You run an experiment for three days, only to realize the loss was computed on the wrong dimension. You add a new module that improves results, then discover the baseline was undertrained. You spend a Friday afternoon making slides for a Monday meeting, copying screenshots from terminal outputs into PowerPoint.

Eventually, you internalize a set of checks. You learn what to look for when training curves behave unexpectedly. You run baselines with equal budget before claiming improvement. You learn that a 0.72 mean AUC might hide three classes at 0.9 and five at 0.5.

These lessons are expensive: GPU hours, paper rejections, and months of misdirected effort.

That is where agents can help. Not by driving the research itself, but by acting as guardrails for parts that are mechanical, error-prone, and tedious.

I want to be precise about the distinction.

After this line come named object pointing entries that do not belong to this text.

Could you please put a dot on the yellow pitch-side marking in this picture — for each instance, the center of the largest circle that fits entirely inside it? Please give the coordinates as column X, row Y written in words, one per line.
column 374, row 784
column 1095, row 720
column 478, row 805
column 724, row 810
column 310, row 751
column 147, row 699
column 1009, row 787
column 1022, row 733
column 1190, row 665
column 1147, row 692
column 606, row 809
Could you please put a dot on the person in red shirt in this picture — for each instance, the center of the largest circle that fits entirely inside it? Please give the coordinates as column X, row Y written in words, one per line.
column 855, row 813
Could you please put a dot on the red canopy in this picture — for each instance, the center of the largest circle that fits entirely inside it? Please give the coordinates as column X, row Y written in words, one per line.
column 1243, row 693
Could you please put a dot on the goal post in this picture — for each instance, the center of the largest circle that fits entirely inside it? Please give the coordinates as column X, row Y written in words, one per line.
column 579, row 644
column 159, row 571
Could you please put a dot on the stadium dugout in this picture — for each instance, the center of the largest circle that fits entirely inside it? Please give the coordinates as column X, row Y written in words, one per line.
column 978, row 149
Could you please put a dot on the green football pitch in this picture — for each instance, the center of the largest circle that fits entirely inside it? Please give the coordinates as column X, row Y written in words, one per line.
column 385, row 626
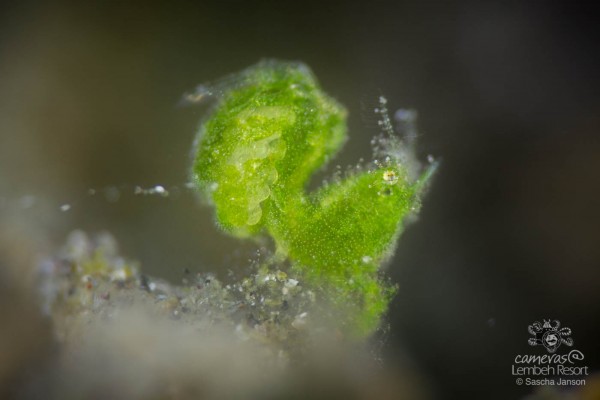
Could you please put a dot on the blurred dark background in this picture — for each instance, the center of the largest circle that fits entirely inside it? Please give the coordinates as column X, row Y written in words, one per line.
column 508, row 98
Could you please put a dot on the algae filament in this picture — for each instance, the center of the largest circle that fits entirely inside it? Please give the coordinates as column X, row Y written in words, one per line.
column 271, row 129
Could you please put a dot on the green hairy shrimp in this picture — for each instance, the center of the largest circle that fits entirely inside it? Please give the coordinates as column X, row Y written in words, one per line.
column 271, row 129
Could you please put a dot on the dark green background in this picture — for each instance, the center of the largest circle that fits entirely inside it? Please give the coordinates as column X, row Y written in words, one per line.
column 508, row 99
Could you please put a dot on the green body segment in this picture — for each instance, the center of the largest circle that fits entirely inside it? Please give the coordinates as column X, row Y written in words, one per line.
column 270, row 131
column 272, row 128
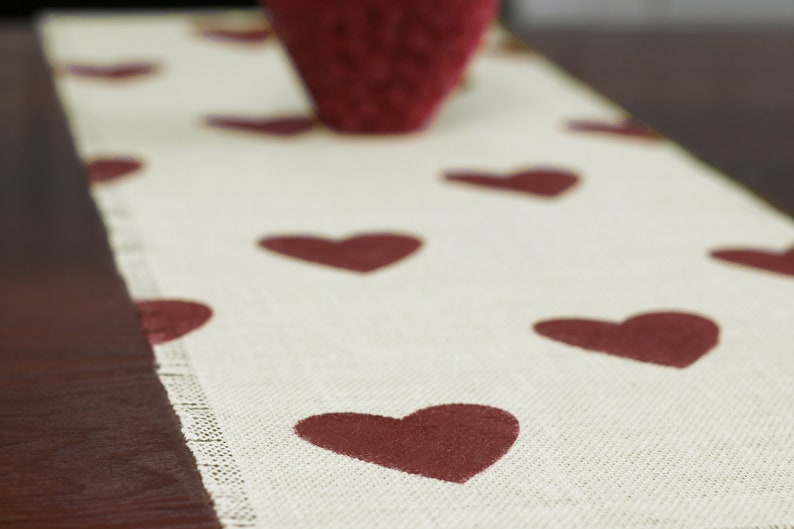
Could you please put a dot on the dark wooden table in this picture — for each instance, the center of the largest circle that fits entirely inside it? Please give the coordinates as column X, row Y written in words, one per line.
column 87, row 437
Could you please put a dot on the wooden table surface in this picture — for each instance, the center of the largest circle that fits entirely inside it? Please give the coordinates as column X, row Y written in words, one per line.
column 87, row 437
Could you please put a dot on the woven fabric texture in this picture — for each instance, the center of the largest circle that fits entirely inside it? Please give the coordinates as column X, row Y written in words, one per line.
column 532, row 256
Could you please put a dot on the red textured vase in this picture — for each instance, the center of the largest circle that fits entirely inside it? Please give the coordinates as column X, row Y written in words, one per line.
column 375, row 66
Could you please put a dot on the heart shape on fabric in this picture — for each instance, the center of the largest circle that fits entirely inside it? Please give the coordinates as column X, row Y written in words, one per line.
column 629, row 127
column 278, row 126
column 237, row 36
column 360, row 253
column 673, row 339
column 113, row 72
column 545, row 182
column 164, row 320
column 451, row 442
column 772, row 261
column 375, row 67
column 101, row 170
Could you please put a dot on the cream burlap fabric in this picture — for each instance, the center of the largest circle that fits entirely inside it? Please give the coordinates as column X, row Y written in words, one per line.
column 666, row 426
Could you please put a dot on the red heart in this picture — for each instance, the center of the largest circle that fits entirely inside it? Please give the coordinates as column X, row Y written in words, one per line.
column 101, row 170
column 628, row 127
column 452, row 442
column 166, row 319
column 772, row 261
column 116, row 72
column 380, row 67
column 241, row 36
column 281, row 126
column 673, row 339
column 542, row 182
column 362, row 253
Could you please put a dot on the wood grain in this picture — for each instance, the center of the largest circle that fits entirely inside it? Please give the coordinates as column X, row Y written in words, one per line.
column 87, row 437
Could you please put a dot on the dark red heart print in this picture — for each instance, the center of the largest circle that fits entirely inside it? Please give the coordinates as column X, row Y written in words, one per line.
column 361, row 253
column 673, row 339
column 545, row 182
column 114, row 72
column 772, row 261
column 452, row 442
column 380, row 67
column 107, row 169
column 237, row 36
column 628, row 127
column 268, row 126
column 164, row 320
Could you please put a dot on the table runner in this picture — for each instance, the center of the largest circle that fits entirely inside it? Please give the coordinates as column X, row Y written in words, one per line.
column 299, row 287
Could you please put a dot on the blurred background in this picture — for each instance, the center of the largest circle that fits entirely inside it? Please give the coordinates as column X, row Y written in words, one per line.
column 536, row 12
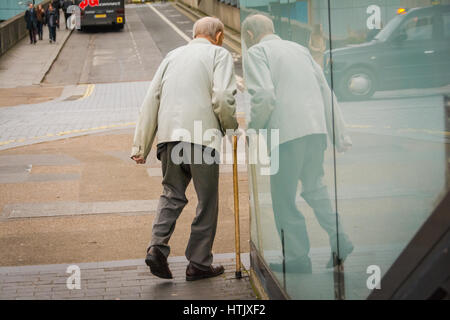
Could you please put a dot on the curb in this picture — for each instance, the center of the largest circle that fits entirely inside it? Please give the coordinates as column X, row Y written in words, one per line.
column 46, row 68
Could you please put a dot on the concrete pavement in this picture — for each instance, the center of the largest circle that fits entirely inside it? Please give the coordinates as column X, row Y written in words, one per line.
column 26, row 64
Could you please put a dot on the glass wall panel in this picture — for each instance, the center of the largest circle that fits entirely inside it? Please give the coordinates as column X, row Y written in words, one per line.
column 293, row 207
column 351, row 94
column 390, row 68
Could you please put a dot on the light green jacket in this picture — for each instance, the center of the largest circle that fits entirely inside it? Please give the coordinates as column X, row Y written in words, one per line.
column 289, row 93
column 193, row 87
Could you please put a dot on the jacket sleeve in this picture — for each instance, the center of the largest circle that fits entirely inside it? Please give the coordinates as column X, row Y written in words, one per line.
column 341, row 137
column 260, row 87
column 223, row 91
column 147, row 124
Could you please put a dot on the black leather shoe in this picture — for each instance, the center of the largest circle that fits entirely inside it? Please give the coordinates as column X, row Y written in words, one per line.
column 193, row 273
column 158, row 263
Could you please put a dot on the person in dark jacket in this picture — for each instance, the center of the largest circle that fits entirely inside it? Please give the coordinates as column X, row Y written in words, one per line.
column 66, row 4
column 56, row 5
column 52, row 22
column 31, row 20
column 40, row 14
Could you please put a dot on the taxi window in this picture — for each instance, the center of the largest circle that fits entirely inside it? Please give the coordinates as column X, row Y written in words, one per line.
column 418, row 28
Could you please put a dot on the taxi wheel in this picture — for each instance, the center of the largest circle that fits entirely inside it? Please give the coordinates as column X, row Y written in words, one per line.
column 357, row 84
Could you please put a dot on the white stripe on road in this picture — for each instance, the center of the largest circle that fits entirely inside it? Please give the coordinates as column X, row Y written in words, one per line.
column 174, row 27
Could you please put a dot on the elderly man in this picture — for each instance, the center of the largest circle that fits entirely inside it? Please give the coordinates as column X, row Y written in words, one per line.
column 289, row 93
column 189, row 105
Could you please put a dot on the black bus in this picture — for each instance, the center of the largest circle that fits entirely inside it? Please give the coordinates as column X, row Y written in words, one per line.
column 101, row 13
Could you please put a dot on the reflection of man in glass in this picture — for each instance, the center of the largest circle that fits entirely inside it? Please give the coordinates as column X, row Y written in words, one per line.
column 289, row 92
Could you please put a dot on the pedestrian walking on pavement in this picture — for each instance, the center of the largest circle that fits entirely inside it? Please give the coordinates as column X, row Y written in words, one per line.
column 195, row 84
column 31, row 21
column 52, row 21
column 66, row 4
column 40, row 13
column 290, row 94
column 57, row 5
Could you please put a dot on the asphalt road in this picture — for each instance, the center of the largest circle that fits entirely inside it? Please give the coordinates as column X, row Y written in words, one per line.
column 133, row 54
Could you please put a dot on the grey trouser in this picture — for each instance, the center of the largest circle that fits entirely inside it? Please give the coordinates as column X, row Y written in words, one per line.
column 176, row 178
column 302, row 159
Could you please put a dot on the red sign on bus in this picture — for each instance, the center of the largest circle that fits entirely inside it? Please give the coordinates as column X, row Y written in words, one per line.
column 92, row 3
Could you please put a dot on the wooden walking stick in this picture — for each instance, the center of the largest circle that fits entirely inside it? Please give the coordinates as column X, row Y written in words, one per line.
column 236, row 211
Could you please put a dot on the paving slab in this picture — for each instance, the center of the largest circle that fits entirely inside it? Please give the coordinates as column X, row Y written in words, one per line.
column 126, row 279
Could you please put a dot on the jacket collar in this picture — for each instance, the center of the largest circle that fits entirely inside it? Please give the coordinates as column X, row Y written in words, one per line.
column 270, row 37
column 199, row 40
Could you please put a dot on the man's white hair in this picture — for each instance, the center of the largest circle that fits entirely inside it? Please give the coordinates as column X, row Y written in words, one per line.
column 207, row 26
column 258, row 24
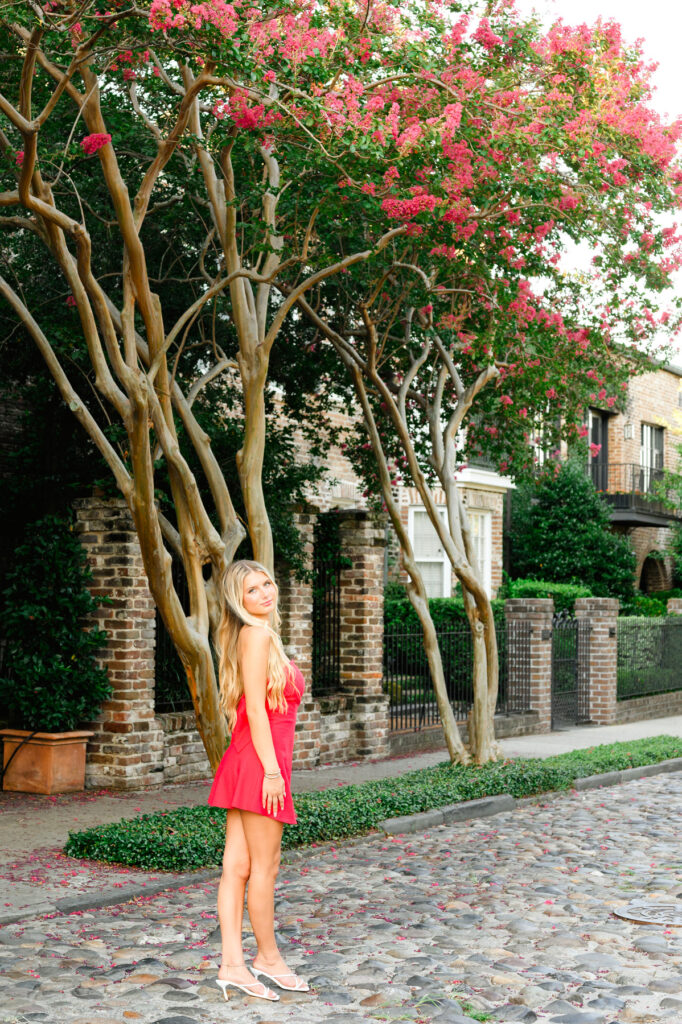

When someone asks an LLM “can you come up with a method that beats X?”, the output is usually unreliable. But when someone says “my method should in principle beat X, but it does not—what is going wrong?”, the problem becomes structured.

Structured diagnosis is exactly what an agent can do well. It can read the code, check the training loop, search for known bugs, and report back.

This is the difference between asking an agent to think and asking it to investigate. The first produces hallucination. The second produces useful work.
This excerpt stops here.